Eduardo Marroquín Pineda, a Tax Partner at Baker Tilly México, explained that the Tax on Cash Deposits (IDE) came into effect in 2008 and levied 3% tax on those amounts that were deposited in cash from 15,000 pesos.

This tax, he added, served in a certain way for the tax authority to combat the high informality that exists in the country but, in the 2014 tax reform, the IDE was eliminated and in its place, the SAT implemented other control methods.

In this way, for seven years the financial system has been obliged to give notice, annually, to the fiscal authority for those deposits that exceed 15,000 pesos, so there is no news as of today regarding this method, he said. Ariana Martínez Molina, member of the College of Public Accountants of Mexico.

When the accumulated monthly amount exceeds 15,000 pesos, the bank has to inform, but it is an obligation of the financial institution with respect to the taxpayers who make or make these cash deposits in their name, the accountant commented.
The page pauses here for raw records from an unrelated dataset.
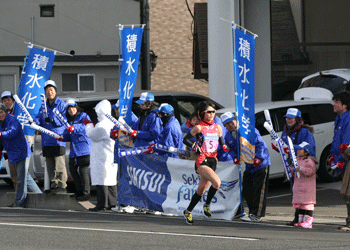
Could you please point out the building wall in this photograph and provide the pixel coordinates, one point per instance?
(171, 38)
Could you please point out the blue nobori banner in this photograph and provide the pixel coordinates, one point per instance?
(130, 47)
(35, 73)
(244, 47)
(167, 184)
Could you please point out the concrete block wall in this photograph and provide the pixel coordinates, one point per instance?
(171, 38)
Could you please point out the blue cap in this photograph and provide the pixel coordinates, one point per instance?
(165, 108)
(6, 94)
(227, 117)
(145, 96)
(50, 83)
(306, 146)
(293, 112)
(70, 102)
(116, 105)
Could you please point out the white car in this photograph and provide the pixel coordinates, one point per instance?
(317, 113)
(334, 80)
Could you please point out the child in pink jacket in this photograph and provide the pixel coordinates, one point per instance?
(304, 188)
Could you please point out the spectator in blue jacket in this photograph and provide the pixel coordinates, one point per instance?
(53, 150)
(340, 142)
(9, 102)
(171, 135)
(187, 126)
(297, 131)
(18, 151)
(149, 124)
(256, 175)
(80, 145)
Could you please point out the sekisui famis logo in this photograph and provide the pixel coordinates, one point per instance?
(190, 184)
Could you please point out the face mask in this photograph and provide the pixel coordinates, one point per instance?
(165, 119)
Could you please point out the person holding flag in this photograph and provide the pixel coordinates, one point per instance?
(256, 175)
(149, 124)
(80, 146)
(53, 150)
(9, 102)
(209, 136)
(18, 150)
(171, 135)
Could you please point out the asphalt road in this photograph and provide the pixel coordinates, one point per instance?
(53, 229)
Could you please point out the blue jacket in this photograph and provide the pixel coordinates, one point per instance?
(186, 127)
(171, 136)
(13, 140)
(304, 136)
(54, 125)
(80, 144)
(341, 135)
(150, 130)
(261, 151)
(133, 125)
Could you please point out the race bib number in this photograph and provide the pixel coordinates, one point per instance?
(210, 143)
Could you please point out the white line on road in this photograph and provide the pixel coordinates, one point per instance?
(129, 231)
(290, 194)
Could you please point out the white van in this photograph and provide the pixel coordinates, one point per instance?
(317, 113)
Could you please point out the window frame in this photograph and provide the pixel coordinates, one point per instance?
(47, 8)
(78, 75)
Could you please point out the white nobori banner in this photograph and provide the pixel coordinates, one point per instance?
(184, 182)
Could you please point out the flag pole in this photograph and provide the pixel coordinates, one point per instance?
(46, 48)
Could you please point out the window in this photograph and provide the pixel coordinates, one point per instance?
(47, 10)
(78, 82)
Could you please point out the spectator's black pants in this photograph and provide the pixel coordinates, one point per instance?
(255, 187)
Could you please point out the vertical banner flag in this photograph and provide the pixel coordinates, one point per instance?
(35, 73)
(244, 47)
(130, 48)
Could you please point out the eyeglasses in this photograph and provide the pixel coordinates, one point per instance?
(210, 111)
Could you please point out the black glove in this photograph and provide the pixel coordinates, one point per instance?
(48, 120)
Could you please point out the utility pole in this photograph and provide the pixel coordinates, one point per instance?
(145, 52)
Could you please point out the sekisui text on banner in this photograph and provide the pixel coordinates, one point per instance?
(244, 47)
(35, 73)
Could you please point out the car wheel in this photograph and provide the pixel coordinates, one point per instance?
(325, 173)
(8, 181)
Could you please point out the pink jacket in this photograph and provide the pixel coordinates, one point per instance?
(304, 188)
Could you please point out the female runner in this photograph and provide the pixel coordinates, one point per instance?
(209, 135)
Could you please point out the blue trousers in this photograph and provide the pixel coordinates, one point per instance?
(24, 182)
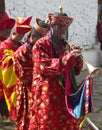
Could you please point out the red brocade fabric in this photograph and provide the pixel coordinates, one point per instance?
(49, 109)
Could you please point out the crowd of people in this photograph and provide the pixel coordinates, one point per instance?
(33, 72)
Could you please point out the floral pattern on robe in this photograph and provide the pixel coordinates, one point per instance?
(49, 109)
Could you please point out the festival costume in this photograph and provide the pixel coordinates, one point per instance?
(6, 23)
(50, 65)
(21, 66)
(7, 48)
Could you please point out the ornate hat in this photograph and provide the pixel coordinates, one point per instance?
(22, 25)
(41, 26)
(60, 18)
(6, 22)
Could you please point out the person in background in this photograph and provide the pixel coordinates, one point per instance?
(6, 25)
(52, 61)
(21, 65)
(7, 47)
(99, 28)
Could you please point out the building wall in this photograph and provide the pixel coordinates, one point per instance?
(84, 12)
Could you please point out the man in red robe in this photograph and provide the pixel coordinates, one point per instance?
(10, 45)
(52, 61)
(20, 65)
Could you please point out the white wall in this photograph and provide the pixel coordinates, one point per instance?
(84, 12)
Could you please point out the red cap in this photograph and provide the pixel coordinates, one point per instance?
(60, 18)
(6, 22)
(40, 28)
(22, 25)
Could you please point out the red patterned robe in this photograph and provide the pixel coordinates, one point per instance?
(49, 110)
(20, 64)
(6, 48)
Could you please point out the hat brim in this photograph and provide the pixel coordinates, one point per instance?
(7, 24)
(39, 29)
(60, 20)
(22, 29)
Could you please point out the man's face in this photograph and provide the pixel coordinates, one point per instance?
(60, 31)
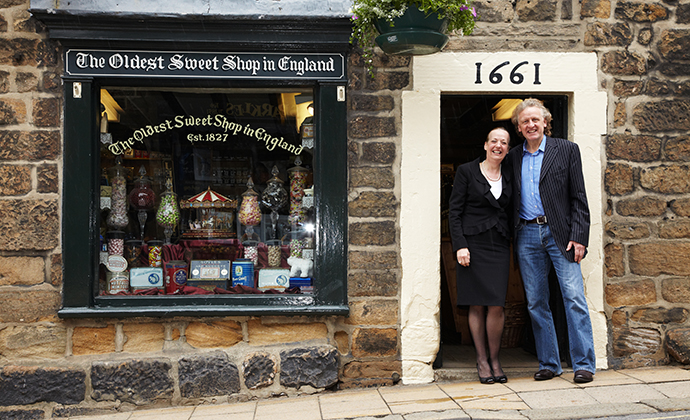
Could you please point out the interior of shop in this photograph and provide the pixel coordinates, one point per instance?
(465, 122)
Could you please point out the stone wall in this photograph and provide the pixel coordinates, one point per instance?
(644, 56)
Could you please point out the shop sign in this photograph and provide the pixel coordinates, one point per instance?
(204, 65)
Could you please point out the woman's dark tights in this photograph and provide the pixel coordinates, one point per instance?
(486, 327)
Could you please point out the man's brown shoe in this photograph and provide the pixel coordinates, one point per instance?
(583, 376)
(544, 375)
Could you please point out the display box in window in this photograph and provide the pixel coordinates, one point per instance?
(274, 278)
(208, 215)
(209, 274)
(143, 278)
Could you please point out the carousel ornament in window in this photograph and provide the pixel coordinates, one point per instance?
(274, 198)
(142, 198)
(298, 181)
(168, 215)
(209, 214)
(250, 213)
(118, 219)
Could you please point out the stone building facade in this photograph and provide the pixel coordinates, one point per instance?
(85, 366)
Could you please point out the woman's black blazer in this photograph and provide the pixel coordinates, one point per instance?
(473, 209)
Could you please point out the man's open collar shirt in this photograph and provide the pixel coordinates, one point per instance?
(530, 199)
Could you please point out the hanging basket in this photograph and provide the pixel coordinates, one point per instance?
(413, 33)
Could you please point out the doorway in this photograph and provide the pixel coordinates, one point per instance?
(465, 122)
(573, 74)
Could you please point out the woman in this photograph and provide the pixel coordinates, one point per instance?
(480, 233)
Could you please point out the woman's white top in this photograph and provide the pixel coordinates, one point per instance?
(496, 187)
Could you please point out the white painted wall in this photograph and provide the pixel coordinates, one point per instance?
(572, 74)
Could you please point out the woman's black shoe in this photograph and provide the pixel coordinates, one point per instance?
(488, 380)
(501, 379)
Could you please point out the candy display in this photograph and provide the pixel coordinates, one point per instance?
(296, 246)
(116, 243)
(155, 250)
(250, 213)
(168, 215)
(298, 181)
(274, 253)
(117, 282)
(142, 198)
(251, 251)
(133, 252)
(274, 197)
(118, 219)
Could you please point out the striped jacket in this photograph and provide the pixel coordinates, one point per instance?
(562, 190)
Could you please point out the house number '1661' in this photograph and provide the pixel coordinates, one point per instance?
(515, 76)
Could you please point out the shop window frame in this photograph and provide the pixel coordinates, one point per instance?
(80, 213)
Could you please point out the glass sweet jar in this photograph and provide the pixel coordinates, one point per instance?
(168, 214)
(298, 181)
(250, 213)
(118, 219)
(274, 198)
(142, 198)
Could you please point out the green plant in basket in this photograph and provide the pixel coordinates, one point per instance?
(459, 14)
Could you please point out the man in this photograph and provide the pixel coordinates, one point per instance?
(551, 218)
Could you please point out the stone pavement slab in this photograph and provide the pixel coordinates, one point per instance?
(415, 398)
(613, 393)
(669, 404)
(473, 390)
(673, 389)
(438, 415)
(503, 402)
(659, 374)
(624, 393)
(529, 384)
(300, 408)
(495, 414)
(557, 398)
(606, 377)
(239, 411)
(353, 404)
(587, 411)
(174, 413)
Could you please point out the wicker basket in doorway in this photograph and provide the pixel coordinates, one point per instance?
(515, 319)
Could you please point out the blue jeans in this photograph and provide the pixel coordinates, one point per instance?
(535, 249)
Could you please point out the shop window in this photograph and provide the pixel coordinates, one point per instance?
(204, 200)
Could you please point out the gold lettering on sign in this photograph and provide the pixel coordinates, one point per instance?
(218, 121)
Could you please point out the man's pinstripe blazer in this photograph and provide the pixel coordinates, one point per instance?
(562, 190)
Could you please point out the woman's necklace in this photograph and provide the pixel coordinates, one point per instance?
(486, 173)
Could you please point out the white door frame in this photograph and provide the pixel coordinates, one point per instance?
(572, 74)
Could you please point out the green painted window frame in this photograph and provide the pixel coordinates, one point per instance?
(80, 215)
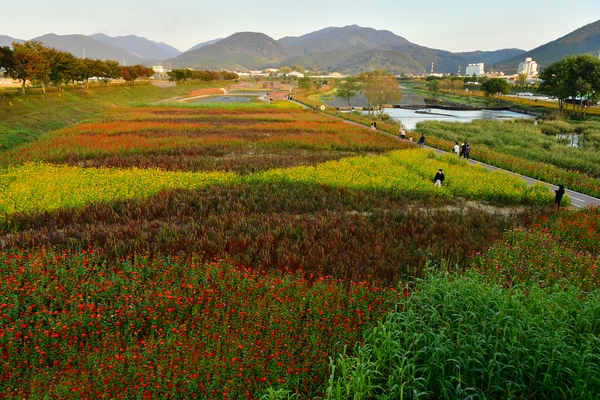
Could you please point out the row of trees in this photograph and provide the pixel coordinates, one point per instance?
(33, 62)
(181, 75)
(573, 80)
(379, 87)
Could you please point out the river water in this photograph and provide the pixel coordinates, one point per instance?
(410, 118)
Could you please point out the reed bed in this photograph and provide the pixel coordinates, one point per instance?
(522, 148)
(460, 337)
(323, 230)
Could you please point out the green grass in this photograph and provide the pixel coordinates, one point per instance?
(458, 337)
(25, 118)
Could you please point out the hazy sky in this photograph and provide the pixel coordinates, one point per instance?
(456, 25)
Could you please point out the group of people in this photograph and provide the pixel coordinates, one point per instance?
(403, 133)
(464, 150)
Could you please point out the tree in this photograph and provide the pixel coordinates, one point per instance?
(380, 89)
(305, 83)
(7, 59)
(112, 70)
(573, 80)
(458, 84)
(521, 80)
(495, 87)
(60, 63)
(29, 63)
(348, 89)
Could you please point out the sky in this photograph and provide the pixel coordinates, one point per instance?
(456, 26)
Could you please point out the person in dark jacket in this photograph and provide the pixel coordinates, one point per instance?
(558, 195)
(439, 178)
(467, 151)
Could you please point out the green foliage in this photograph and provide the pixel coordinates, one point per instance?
(494, 87)
(575, 78)
(522, 148)
(460, 337)
(305, 83)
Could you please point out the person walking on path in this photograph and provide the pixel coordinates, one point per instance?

The information that the banks pass on to the SAT must be delivered no later than February 15 of each year.

What happens if you receive a deposit?

Eduardo Marroquín indicated that, if a taxpayer receives a cash deposit that exceeds 15,000 pesos when SAT is notified by the bank, he may ask the taxpayer to clarify the origin of that cash since the authority will assume that it is an income For which the corresponding Income Tax (ISR) has not been paid.

“The problem is that when you deposit in cash, you can only trace where that cash is going, not where it comes from. Fiscally, the SAT is interested in knowing the origin of this deposit, ”he explained.

If the taxpayer is unable to clarify the origin of that money, the Treasury may demand the payment of ISR for the amount, as well as updates, surcharges, and, in some cases, fines.

To avoid this type of problem, Eduardo Marroquín advised that taxpayers, in the first place, avoid lending their debit cards since many times the so-called fiscal discrepancies originate from cash deposits made by lending the plastic.

“It is very common, for example, that a family is organizing a big party and the members have to deposit money with one of the relatives. They do it in cash and, in the long run, you can face this problem where it will be difficult for you to clarify that this is not an income derived from your activity ”.

If it is not clarified, the SAT will take into account the activity for which the taxpayer is registered to collect the ISR, updates, surcharges, and corresponding fines.

In addition, he also recommended that instead of making cash deposits, bank transfers should be made, taking care of how income is documented and that all income is reported when the returns are filed.

It’s not the first time

In 2019, information about the collection of taxes on cash deposits also circulated on networks, which generated confusion among citizens, for which the Taxpayer’s Defense Attorney (Prodecon) clarified on that occasion that it was information false.

Among the false content that was mentioned was that as of June 2020, people who receive deposits of more than 5,000 pesos per month, should declare before the SAT where they received the money and why.

It was also commented that anyone who received money through bank accounts or bank deposits to two debit credit cards and if these exceeded a certain amount as a deposit, would have to declare fiscally and if they did not do so, they would have legal consequences, not only administrative and criminal.